A Raja Gosnell and Michael D. O'Shea film
Starring: Martin Lawrence, Nia Long, Paul Giamatti, Terrence Howard, Tichina Arnold
Comedy
Actor and comedian (and executive producer) Martin Lawrence continues his good guy/bad guy/wise guy obsession with law enforcement (Blue Streak, Life, Nothing to Lose, Bad Boys) and finally appears primed to move up the big league box office ladder toward that $100 million mark with his latest comedy. The hackneyed, unbelievable script by Darryl Quarles and Don Rhymer is mild on originality and inspired as a skewered transmutation of Stakeout and Kindergarten Cop, with a pinch of MacGyver. The storyline is one of the biggest illusions in the film, centered on the undercover and ultimately romantic shenanigans of hotshot, semi-insubordinate FBI agent Malcolm Turner (Lawrence) and his ulcer-bound sidekick John (Paul Giamatti). Only the Lawrence "charm," hidden under a ton of rubber makeup makes the film work, with his off-color wide-size quips, padded physical pratfalls, and share-the-joke-with-the-audience situations. But work it does.

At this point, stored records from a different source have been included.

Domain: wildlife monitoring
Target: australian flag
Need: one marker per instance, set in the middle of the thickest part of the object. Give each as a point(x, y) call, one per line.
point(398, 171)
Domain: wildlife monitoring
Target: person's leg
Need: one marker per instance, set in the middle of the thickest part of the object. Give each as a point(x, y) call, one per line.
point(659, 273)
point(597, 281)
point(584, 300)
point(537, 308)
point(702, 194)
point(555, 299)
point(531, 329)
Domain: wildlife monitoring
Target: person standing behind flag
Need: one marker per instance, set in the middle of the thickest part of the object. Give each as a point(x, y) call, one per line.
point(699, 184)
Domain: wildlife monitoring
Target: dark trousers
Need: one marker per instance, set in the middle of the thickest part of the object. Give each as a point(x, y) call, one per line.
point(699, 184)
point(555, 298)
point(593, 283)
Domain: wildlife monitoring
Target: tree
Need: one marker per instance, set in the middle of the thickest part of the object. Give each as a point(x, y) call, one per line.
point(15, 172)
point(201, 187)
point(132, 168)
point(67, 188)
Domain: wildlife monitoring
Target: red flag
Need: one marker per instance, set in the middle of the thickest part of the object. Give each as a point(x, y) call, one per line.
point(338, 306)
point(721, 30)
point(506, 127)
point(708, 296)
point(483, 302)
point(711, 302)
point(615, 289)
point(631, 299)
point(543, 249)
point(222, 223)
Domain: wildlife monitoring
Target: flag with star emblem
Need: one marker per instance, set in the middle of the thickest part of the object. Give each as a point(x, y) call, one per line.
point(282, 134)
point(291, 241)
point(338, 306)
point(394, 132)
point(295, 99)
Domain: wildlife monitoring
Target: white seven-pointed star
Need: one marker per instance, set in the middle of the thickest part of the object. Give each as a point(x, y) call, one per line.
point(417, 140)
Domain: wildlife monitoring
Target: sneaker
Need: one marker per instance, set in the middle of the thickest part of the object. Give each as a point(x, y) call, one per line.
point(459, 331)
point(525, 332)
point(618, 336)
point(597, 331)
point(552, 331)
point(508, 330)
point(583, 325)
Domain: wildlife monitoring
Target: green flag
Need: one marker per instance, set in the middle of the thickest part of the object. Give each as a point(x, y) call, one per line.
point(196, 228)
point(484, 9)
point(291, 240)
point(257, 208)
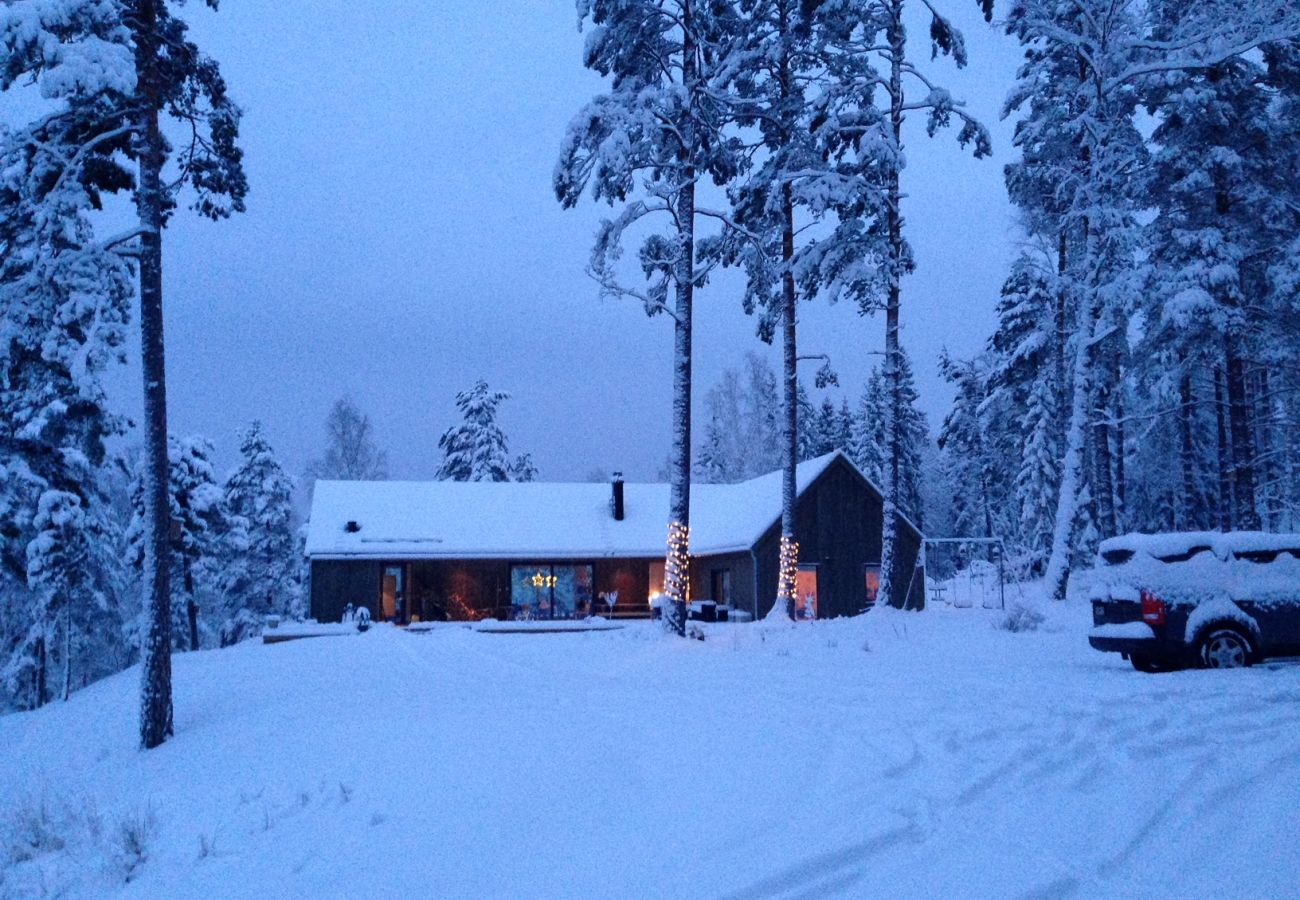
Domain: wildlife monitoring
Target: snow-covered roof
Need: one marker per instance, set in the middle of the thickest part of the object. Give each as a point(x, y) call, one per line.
point(537, 519)
point(1222, 544)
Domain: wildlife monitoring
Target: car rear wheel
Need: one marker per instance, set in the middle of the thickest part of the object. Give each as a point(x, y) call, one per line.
point(1225, 648)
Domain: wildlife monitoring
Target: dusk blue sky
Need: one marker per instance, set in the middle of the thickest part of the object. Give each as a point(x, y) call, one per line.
point(402, 239)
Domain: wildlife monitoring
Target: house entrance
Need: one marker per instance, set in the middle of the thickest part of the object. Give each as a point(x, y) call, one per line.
point(393, 605)
point(805, 592)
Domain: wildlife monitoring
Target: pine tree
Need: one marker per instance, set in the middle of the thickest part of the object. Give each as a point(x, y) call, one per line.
point(940, 108)
point(476, 449)
point(654, 134)
point(64, 304)
point(261, 569)
point(1078, 92)
point(113, 70)
point(869, 435)
point(523, 468)
point(199, 528)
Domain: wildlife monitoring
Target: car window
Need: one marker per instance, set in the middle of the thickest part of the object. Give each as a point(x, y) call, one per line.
point(1183, 557)
point(1266, 555)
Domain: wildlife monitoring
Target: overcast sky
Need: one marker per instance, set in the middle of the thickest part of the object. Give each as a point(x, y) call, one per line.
point(402, 239)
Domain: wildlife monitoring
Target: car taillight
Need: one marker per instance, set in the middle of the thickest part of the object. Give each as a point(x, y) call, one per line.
point(1152, 609)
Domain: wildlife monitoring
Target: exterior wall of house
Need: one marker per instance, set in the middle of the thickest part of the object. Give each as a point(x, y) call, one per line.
point(336, 583)
point(463, 589)
point(837, 526)
point(740, 566)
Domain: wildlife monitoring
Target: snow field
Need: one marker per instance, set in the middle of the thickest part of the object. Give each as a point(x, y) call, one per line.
point(904, 754)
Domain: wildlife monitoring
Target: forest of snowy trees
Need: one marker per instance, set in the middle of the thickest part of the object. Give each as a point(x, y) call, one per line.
point(1144, 371)
point(1145, 368)
point(1149, 317)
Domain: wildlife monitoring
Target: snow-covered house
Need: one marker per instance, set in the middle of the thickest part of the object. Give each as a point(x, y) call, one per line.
point(420, 550)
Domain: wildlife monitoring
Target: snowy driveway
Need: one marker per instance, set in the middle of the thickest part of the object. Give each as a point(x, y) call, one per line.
point(947, 760)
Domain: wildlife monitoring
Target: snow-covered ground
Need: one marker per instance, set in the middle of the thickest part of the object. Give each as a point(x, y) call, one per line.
point(902, 754)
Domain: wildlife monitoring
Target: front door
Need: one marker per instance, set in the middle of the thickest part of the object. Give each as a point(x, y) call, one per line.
point(805, 592)
point(393, 593)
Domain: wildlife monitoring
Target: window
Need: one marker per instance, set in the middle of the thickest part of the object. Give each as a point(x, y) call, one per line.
point(550, 592)
point(719, 583)
point(872, 582)
point(805, 592)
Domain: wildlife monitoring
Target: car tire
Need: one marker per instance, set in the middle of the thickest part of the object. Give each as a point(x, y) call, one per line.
point(1225, 647)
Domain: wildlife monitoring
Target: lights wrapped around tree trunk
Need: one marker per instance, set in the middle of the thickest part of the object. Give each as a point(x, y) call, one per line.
point(676, 578)
point(787, 576)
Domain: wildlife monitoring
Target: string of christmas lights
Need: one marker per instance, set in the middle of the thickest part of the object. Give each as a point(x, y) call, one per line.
point(676, 572)
point(788, 571)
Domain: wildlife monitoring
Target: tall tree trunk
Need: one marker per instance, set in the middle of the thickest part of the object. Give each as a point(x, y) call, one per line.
point(788, 561)
point(892, 364)
point(42, 673)
point(156, 670)
point(1266, 459)
point(68, 656)
point(191, 609)
point(1246, 514)
point(1225, 453)
point(1191, 511)
point(1103, 487)
point(677, 562)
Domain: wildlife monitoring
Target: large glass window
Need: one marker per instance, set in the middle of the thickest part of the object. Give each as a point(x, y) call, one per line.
point(550, 592)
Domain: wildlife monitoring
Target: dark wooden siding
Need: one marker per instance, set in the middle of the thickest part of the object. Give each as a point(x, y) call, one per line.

The action moves from Los Angeles to a small Georgian hamlet, where the salt and pepper team set up surveillance across the street from Big Momma's house. The film lays there for the next 90 minutes, a comic set up for the expected lame put down of the nasty-crafty Lester Vesco (Terrence Howard) an escaped bank robber in pursuit of his ex-girl friend Sherry Pierce (Boiler Room and Best Man star Nia Long) and two million in stolen loot. The titular fat lady is explained to be the "long lost" grandmother of the frightened object of the nasty criminal's intentions.
That digression aside, when the real Big Momma, Hattie Mae (Ella Mitchell) takes a powder to be with a friend out of town, the cool-headed Turner hightails it across the street, puts on some unsightly silicone corpulence, gets Tootsie-ized, and barely breaks a sweat just as single-mom Sherry arrives in town with her young son, Trent (Jascha Washington). As the heavily-disguised Turner welcomes the long absent grand-daughter, "she" cooks up a disgusting Crisco-smothered southern storm in Big Momma's kitchen, turning stomachs in the audience and heads at Procter & Gamble's product placement department, maker of the venerable all-vegetable shortening product.
The generally nosy but apparently slow-thinking locals don't seem to connect the dots when their 325-pound friend and neighbor takes to slam-dunking basketballs against some kids picking on Trent; or, reminiscent of a segment on television's Martial Law, putting a self-interested karate "master" in his place with some choice moves. This is called suspension of belief for the uninformed. On the other side of the coin, Turner gets a few lessons in humility (although Lawrence imbues any such tutorials with hilarious supporting characters and heartfelt comic results), when he is unexpectedly forced to deliver a baby or revitalize the congregation at the local church.
Often homebound but seldom boring, director Raja Gosnell, the editor of Home Alone and Mrs. Doubtfire, as well as helmer of Home Alone 3 and Never Been Kissed, is a comedy director who makes his third feature work with well executed slapstick episodes of often outrageous timing and the expressively reactive eyework by Lawrence as he hides behind his makeup.